Birthmarks are of different shapes, colors and sizes and have no particular place they can show up. Anywhere is fertile ground. They come with different names but the most common are salmon patches, angel kisses, stork bites and vascular stains appearing on almost 70% of babies. They appear as purple or pink blotches on the skin and come about as a result of dilated capillaries close to the skin. It becomes easier to notice them when the temperature changes or the baby cries. Stork bites are those that appear at the back of the neck and are more likely to go into adulthood. Those that appear on the eyelids and forehead, known as angel kisses, will usually disappear by the age of two years.
Mongolian spots – Appearing as bluish or grayish flat spots on the buttocks or lower back, these are more common in those with dark skin. They fade by school-going age but never quite disappear.
Café au lait spots – These are light brown patches that could also come in groups or multiples. They occur in 20 to 50 percent of babies, may get darker when exposed to the sun and usually reduce in size or fade as the child grows.
Port-wine stains – Also known as nevus flammeus, these start out at birth as pale pink to dark purple patches and usually grow bigger with age. They may also darken, become thick and form small lumps on the skin surface.
Hemangioma – These are growths formed by blood vessels. They are more common in twins, girls and preemies and can vary in size. Compared to other kinds of birthmarks hemangiomas grow very fast. They appear within the first six weeks after birth but only 30 percent may be visible at birth. Many grow for about a year and then begin to reduce in size and turn white, taking between three and 10 years to do so.
Are birthmarks dangerous?
Most birthmarks pose no harm and may even disappear with no intervention within the first years of a child’s life, according to Seth Orlow, a professor of pediatric dermatology at New York University School of Medicine. Like many other occurrences, there are exceptions to this. About 40,000 children in the U.S. have birthmarks that require some form of medical attention. It is therefore of utmost importance that you have your child’s birthmarks checked by a doctor.
How a birthmark is treated will depend on the type of birthmark it is. Hemangiomas, for example, may require laser therapy or surgery. Other treatment options for other types of birthmarks include oral, topical, or oral beta blockers. The surgical methods may, however, leave some scarring.
In the event that your child’s birthmark doesn’t fade, you will have to help them deal with it.
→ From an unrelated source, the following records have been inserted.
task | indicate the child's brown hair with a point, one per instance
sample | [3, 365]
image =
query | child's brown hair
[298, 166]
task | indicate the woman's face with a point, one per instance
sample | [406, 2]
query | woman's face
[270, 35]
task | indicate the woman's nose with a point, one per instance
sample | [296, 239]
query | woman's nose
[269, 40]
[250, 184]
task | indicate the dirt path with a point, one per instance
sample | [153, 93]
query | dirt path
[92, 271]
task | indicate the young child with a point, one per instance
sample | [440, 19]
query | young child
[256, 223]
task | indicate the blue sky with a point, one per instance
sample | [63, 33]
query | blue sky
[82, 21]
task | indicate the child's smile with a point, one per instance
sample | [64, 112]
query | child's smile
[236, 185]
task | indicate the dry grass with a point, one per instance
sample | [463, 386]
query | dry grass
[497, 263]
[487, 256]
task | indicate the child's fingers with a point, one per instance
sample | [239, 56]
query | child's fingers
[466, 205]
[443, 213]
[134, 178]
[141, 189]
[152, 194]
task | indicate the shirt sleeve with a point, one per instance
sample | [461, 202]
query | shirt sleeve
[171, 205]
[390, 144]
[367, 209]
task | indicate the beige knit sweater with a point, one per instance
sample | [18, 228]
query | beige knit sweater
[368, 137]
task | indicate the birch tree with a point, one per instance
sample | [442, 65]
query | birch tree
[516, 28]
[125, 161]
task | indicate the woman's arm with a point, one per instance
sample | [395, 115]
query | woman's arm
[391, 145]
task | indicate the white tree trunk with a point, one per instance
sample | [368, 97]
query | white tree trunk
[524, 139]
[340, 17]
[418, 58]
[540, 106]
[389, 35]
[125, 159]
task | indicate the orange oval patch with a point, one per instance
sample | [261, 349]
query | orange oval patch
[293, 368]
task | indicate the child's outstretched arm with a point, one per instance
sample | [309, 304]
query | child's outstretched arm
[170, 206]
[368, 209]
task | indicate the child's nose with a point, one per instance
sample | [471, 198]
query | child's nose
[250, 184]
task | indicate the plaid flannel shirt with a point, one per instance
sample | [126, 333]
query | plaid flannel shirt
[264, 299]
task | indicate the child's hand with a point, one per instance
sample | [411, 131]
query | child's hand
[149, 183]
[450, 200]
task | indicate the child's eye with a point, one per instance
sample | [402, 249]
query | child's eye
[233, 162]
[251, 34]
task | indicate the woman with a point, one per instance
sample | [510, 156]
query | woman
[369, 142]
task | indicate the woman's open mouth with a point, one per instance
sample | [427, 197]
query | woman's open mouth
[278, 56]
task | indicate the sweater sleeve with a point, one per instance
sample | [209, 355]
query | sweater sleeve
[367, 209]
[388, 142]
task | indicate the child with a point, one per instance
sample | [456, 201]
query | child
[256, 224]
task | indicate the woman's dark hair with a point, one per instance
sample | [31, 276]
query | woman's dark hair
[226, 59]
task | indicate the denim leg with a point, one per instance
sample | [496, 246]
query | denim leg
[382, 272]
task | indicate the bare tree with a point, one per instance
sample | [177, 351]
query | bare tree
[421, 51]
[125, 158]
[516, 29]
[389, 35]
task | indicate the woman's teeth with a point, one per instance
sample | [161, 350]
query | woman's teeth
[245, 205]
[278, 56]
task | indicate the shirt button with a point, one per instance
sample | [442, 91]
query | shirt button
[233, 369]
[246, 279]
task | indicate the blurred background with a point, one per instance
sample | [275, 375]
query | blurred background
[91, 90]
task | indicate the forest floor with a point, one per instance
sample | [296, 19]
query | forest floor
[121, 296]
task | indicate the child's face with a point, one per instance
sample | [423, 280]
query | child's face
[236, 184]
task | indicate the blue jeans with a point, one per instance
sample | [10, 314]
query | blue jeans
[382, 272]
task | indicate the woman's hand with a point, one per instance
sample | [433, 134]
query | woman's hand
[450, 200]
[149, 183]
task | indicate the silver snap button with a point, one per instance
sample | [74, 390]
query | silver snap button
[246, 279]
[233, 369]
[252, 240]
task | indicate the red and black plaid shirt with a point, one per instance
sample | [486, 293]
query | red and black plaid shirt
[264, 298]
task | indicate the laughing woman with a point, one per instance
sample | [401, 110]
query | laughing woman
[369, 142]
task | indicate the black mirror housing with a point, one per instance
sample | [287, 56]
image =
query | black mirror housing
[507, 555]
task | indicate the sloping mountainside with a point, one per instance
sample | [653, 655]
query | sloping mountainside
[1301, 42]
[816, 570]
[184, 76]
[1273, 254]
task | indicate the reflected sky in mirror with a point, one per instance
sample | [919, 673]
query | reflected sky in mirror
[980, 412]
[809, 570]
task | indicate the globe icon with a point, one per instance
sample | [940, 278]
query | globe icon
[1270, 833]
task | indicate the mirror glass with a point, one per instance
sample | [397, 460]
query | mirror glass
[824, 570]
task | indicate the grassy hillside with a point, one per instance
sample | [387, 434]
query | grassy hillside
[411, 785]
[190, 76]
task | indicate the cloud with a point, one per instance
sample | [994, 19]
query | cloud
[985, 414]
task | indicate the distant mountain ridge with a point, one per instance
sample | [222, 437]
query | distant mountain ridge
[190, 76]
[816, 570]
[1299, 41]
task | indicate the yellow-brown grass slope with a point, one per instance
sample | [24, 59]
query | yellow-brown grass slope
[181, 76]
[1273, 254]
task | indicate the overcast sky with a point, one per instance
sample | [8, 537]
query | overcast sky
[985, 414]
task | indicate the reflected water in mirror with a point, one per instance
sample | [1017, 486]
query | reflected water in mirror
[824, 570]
It takes a lot of confidence to walk around with a permanent scar on any part of the body. Things become a little more complicated if the scar is somewhere visible and on a child. Children can be brutally honest and this sometimes comes off as insensitive. As a parent, talk to your child about the mark and have them understand what it is. Teach them to explain what it is and to be comfortable in themselves regardless of what anyone else says. They might as well get used to the mark if it is there to stay.